Nulla dies sine linea

22 abril 2009

Radiante



Si no la hubiera visto esta tarde hubiera seguido con la certeza de que no resultó ser más que una prolongada resaca. Ya me había olvidado del resonar de los corchos de las botellas y el esplendor de los focos y las risas. Ya me había olvidado del último amanecer y de las portadas de los periódicos.
Qué cercano volví a sentir el recuerdo de Sara, al vislumbrar a los lejos su larga melena rubia, la inconfundible melodía de la forma de su cuerpo. La conocí cuando era lo suficientemente bella e ingenua para que aquella combinación fuera una puerta abierta a sucumbir ante un camuflado mar de defectos. Me quedé prendado de ese rostro singular de la misma melancólica manera que lo hiciera de la trompeta de Chet Baker. Ella quería ser una mujer de mundo sin haber probado aún muchos de los placeres que sus sombras esconden. La inocencia altruista era la mayor incitación al deseo desmedido. Y la prefería así, arrogante pero cándida, con la sonrisa pintada de juventud, cuando su pelo era más brillante que ella misma.
Luego se sucedieron aquellas madrugadas inmensas que evocan su recuerdo un pasado mejor. La llevé de la mano por los lugares que solía frecuentar y acabó adquiriendo más fama y glamour por sí sola. Se devoraba a tragos la noche, quedando muchas veces a rebufo, agotado de su vitalidad, de su inmensa seguridad en sí misma que iba poco a poco ganando. Era la gran estrella de una época donde los locales de la ciudad estaban en su mayor apogeo. Ambientes selectos, bebida cara, trajes a medida. Todo a sus pies. Su cuerpo era una trinchera que abierta de par en par resultaba ser una tentación volcánica. Para las mujeres era un tan distante como general foco de envidias y recelos, adquirió una mirada penetrante y decidida de una intensidad que causaba rechazo. Juntos fuimos por ese sendero de marcada pendiente. Descendiendo irremediablemente a una espiral de noches enfermizas y resacas disuasorias entre el amor volcánico y las discusiones agrias como nuestro aliento al despertar. Algunas habitaciones de Hotel aún se acuerdan de nosotros y el inusual fuego que ardía testigo de una época irrepetible. Y yo no puedo contar el número de camareros y camellos con postín que llegaron casi a formar parte de la familia.
Pero nos queríamos demasiado, con todo y a pesar de todo. De la misma forma éramos repelidos y atraídos; y en largas temporadas de retiro volvíamos a ser una pareja donde ella recobraba toda su primeriza ingenuidad.
Cuando una fiesta en la casa de verano de unos amigos terminó trágicamente con un fin anunciado rayando el alba, Sara siguió su camino para convertirse en la reina de los bulevares y los ricos elegantes con disimulada afición al ocio nocturno.
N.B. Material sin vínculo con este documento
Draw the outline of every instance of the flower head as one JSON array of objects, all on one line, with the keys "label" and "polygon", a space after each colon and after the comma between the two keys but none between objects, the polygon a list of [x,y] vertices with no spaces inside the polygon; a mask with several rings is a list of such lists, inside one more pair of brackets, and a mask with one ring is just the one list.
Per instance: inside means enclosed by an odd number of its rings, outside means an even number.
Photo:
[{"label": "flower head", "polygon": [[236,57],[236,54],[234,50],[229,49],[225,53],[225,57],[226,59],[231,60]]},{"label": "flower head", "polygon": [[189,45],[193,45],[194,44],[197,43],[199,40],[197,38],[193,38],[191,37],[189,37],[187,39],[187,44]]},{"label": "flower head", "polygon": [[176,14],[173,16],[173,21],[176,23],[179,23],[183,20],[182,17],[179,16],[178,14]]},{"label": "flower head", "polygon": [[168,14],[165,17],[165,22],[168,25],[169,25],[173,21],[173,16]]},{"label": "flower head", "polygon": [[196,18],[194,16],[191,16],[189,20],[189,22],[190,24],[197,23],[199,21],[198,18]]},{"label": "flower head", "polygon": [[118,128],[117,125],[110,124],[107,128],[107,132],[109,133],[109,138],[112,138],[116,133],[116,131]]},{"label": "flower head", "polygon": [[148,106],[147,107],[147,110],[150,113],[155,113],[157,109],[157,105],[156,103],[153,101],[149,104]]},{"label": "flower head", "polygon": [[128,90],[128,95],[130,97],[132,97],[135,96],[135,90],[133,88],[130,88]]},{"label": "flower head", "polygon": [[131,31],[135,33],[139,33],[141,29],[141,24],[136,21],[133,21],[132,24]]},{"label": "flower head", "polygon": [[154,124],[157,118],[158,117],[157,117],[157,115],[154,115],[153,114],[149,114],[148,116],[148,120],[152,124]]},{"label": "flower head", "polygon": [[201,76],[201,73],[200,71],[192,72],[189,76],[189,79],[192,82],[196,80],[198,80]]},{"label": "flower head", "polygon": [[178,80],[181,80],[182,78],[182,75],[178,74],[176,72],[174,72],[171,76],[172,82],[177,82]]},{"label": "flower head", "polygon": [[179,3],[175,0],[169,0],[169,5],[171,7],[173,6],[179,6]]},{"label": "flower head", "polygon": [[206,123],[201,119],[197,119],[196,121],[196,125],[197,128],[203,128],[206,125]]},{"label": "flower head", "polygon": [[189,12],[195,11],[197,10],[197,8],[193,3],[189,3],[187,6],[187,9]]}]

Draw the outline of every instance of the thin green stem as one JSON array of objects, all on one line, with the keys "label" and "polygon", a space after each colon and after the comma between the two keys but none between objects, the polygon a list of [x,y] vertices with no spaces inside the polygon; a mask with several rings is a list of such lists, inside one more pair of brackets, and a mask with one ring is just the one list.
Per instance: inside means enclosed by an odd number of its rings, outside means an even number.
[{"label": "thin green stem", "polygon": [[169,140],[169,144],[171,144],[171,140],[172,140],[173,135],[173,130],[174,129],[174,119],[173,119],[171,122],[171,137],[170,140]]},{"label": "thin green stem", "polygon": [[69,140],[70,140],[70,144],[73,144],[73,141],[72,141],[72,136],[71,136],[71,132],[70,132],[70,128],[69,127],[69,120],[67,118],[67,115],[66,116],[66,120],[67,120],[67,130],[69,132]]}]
Saltó a la palestra de las revistas de actualidad con un sonado idilio frente a un conocido empresario, y de ahí a copar páginas de prensa fue un paso.Y los años la fueron llevando sin rumbo de un brazo a otro, de vez en cuando me enteraba de sus andanzas por algún medio.
Radiante igual que siempre, así la vi descender esta tarde por las escaleras del hotel donde yo acudía a una recepción y se juntaba lo mejor y lo peor de la ciudad. Y veo sus ojos, aquellos de color indeterminado que los hombres que se habían enamorado de ella no lograban olvidar. Me ofrece una cálida sonrisa, desde la cumbre de cristal en la que se encuentra, aunque ninguno de los dos creamos ya en las luces de neón, en los taxis urgentes a la salida de los locales; pese a que nuestro mundo haya cambiado y aún tengamos presentes el año del comienzo, perdidos en la incertidumbre, atenazados por el miedo cuando nuestras pasiones eran jóvenes, sabiendo que nuestras vidas tarde o temprano serían separadas por la fuerza del desgaste, pero sintiendo algo irrepetible, extrayendo de cada beso un significado que nunca había tenido antes y que nunca volvería a tener.